Where else can I find Embodied Carbon Values?
If the EC3 Tool did not contain the product you were looking for, the next best resource is going to be finding your products, or a similar product's, Environmental Product Declaration (EPD). EPDs are a standardized assessment of a product or building system's effect on the environment. The assessment includes declaring the product's or building system's global warming potential (embodied carbon), energy and resource depletion, chemical makeup, waste generation, and more. Although a variety of EPD programs exist, a verified EPD will follow the ISO (International Organization for Standardization) 14025, 14040, 14044, and EN 15804 or ISO 21930 and have at least a cradle-to-gate scope. Manufacturers who have undergone the process to declare their products, will typically list these forms as .pdf files on their websites. So when searching for your ideal product searching "Manufacturer Name" + EPD will help determine whether such a document exists.

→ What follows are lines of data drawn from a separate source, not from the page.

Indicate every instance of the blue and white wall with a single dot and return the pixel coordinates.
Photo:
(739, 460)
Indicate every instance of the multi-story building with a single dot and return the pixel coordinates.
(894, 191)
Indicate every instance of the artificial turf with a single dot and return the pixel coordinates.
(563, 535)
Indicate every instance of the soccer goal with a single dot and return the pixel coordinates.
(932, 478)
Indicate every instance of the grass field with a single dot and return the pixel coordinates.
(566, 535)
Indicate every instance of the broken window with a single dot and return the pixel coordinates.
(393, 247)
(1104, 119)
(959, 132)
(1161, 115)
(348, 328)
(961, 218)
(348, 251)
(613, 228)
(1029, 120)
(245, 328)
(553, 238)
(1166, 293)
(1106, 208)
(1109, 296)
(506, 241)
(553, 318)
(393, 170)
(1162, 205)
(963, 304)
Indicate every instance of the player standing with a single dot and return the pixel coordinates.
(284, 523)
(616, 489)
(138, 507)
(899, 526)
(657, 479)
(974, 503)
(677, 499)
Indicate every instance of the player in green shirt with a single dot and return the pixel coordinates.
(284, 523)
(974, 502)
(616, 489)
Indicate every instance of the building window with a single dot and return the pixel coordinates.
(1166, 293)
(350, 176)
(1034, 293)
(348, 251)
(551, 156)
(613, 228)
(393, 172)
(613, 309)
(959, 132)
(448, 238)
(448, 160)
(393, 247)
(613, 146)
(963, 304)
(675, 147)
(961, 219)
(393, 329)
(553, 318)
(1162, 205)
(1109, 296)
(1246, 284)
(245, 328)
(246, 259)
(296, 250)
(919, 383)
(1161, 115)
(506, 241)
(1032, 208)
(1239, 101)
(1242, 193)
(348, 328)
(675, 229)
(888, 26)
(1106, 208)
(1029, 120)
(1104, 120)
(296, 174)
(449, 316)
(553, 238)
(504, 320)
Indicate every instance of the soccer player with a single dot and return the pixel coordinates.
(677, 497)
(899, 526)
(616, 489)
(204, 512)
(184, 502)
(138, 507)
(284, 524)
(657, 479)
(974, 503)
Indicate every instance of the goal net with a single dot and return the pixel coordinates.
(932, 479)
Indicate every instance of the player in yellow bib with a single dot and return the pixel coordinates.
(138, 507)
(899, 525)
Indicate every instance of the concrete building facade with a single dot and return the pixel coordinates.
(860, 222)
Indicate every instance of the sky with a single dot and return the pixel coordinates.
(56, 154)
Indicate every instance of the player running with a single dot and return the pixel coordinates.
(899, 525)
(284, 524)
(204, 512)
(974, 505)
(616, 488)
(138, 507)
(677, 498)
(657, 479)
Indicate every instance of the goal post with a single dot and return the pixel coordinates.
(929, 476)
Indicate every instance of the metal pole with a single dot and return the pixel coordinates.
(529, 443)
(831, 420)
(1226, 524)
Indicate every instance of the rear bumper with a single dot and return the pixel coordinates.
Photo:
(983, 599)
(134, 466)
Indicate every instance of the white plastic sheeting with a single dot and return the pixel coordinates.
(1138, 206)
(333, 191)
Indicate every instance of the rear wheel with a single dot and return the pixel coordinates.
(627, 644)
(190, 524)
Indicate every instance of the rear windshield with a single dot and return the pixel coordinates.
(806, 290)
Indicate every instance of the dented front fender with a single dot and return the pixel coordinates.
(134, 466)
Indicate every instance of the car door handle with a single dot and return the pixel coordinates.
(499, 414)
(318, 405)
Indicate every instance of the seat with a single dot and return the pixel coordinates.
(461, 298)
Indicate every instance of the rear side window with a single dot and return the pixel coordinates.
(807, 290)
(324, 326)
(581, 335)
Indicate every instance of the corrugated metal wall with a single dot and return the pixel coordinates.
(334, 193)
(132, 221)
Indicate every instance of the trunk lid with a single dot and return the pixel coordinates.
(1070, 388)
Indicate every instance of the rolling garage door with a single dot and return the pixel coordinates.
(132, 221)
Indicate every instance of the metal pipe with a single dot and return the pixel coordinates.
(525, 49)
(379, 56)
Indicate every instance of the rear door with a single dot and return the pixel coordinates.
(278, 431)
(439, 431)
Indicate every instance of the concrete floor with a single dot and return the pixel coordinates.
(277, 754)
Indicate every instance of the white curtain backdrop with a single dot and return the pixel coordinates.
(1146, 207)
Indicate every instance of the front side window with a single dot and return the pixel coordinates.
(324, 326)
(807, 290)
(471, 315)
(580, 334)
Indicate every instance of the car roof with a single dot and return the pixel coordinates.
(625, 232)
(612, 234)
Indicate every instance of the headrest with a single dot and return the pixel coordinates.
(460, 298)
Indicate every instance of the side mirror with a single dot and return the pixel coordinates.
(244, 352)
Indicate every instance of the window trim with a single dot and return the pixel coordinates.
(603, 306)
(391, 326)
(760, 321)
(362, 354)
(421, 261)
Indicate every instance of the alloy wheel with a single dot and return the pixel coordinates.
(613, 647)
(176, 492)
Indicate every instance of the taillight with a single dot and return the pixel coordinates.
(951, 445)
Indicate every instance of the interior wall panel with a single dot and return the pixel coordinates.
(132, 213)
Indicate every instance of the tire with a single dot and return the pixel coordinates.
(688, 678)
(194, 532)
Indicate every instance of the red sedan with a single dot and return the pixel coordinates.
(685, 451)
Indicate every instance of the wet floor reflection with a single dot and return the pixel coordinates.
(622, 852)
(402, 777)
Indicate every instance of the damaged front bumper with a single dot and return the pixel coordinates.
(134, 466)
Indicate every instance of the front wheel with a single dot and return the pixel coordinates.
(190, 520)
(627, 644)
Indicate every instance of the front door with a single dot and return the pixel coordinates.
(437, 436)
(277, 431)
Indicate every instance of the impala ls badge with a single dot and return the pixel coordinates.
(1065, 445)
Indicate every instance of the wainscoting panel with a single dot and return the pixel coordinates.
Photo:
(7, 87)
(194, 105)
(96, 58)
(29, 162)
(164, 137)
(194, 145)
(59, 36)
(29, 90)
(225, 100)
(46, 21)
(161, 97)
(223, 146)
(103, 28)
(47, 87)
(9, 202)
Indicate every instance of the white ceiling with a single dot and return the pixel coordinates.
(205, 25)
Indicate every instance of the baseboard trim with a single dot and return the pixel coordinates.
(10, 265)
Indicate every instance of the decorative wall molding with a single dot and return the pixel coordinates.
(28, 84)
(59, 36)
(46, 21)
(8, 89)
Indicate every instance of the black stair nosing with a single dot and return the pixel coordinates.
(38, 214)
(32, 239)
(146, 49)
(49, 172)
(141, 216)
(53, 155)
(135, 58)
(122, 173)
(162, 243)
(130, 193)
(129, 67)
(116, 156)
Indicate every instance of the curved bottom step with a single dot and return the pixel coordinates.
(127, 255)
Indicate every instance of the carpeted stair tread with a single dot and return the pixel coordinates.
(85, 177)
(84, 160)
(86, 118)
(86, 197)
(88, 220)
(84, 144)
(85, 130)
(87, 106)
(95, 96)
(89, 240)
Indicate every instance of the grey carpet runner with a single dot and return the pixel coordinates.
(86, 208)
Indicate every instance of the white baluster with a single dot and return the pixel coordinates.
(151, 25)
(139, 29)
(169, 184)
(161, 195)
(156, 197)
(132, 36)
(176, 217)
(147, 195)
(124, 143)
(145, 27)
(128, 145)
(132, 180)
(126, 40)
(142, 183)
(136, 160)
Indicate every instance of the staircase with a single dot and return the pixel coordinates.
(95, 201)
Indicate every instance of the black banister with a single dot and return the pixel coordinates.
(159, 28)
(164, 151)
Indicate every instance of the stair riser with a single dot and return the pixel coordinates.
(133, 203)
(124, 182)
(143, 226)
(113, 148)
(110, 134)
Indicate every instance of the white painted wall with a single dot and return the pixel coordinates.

Once you have found an EPD, the next step is locating the Embodied Carbon value. Below are two tables taken from example EPDs found online. The first is a glazing product (EPD) from a GuardianGlass. The second is a wall insulation product (EPD) from CertainTeed-SaintGobin. In both examples the embodied carbon value is written as the Global Warming Potential (GWP), and has columns listed for different stages of the life cycle assessment. Before you start selecting your embodied carbon value, make sure that this row also uses the same units as embodied carbon, kgCO2e[q]. To calculate the embodied carbon value required for the cove.tool optimization, only select, or add up, the GPW value from the cradle-to-gate stages of the table. We have highlighted which sections below. If you did it correctly the embodied carbon for the Glass product (above) is .00145 kgCO2e, and for the Insulation product (below) is 0.94 kgCO2e.